A few days ago I was looking on Ancestry.com at the 1930 Census for Jefferson City and I noticed something I hadn't seen before. The thing I had noticed previously was that the family's surname, Lubach, had been misspelled as Laubach, a perfectly understandable error on the part of the enumerator.
Frank Laubach had been a famous minister in that era, best known for his missionary work in the Philippines, where he had devised a system for teaching adult literacy. When the Spaniards ruled the Philippines as a colony, education had been a priority for only a few wealthy, elite families. The American colonial regime placed a strong emphasis on literacy and made sweeping changes to the educational curriculum, eliminating Spanish and replacing it with written English. School children in the Philippines were far more likely to progress rapidly in acquiring the English language if their illiterate parents didn't feel threatened by their children's proficiency with the colonizer's language. So adult literacy programs were the order of the day and that, along with unrestricted emigration to the U.S., made American colonizers and their exceptional military commitment to the Philippines very popular.

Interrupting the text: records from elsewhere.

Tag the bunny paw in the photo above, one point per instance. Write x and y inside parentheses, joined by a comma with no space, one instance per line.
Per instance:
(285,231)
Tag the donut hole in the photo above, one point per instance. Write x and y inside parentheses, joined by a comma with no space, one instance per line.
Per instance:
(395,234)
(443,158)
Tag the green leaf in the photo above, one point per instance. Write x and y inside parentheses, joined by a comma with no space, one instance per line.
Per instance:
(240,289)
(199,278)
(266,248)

While I'm not certain if it's really a compliment to be confused by the government with someone famous, I did make a point of informing Ancestry.com that this family listed in Jefferson City in the census really is my father's family and the enumerator really did misspell the family surname. Searches on Ancestry.com now produce the same record in response to requests with either spelling.
That's what I noticed the first time I found the record, and believe me, the enumerator's spelling error, whether intentional or not, did not make finding the record any easier. The thing I noticed this time, though, is that the enumerator noted the name of the street for the households recorded in a vertical column along the far left margin of the page. So it's clear that the first four listings on the page were on the west side of Wilson Avenue, which ends where East Linden Street turns into East Linden Drive. The enumerator made a right turn at Linden Street and the remaining households on that page are all listed in the margin as located on that street. My guess is that all of the houses on East Linden were on the north side of the street because the Google map makes it clear that everything south of East Linden Street is on the Meadow Springs Country Club golf course, within easy walking distance of the clubhouse and the circular drive that provides access to the clubhouse.

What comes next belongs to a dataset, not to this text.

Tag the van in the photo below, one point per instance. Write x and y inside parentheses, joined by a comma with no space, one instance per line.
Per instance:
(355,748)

In the pictures above there are some houses in the background. My guess is that the pictures were taken on or from the premises of the Meadow Springs Country Club. I did some Googling and determined that the course was built in 1920 and redesigned and remodeled around 1970. I also found a catalog of all of the architectural designs drawn up by Frank Lloyd Wright that were ever built. The catalog includes nearly 500 buildings, most of them private residential homes. One of them was built on East Linden Drive in 1950 on property opposite Meadow Springs Country Club.
I don't know if the parsonage on East Linden Street where my father and his family lived from 1928 until 1930 is still standing and in use. But I'm fairly sure the Frank Lloyd Wright house on that street is still there. I visited Jefferson City four years ago with my mother-in-law who is now 87 and still living in Milwaukee in the house that her husband built in 1950. I'll be visiting her again a few weeks from now as I understand she's starting to have some problems with her memory. The last time I visited Jefferson City with my mother-in-law we saw some churches and a few older homes that looked like they might have housed ministers. This time I'll know exactly where to look.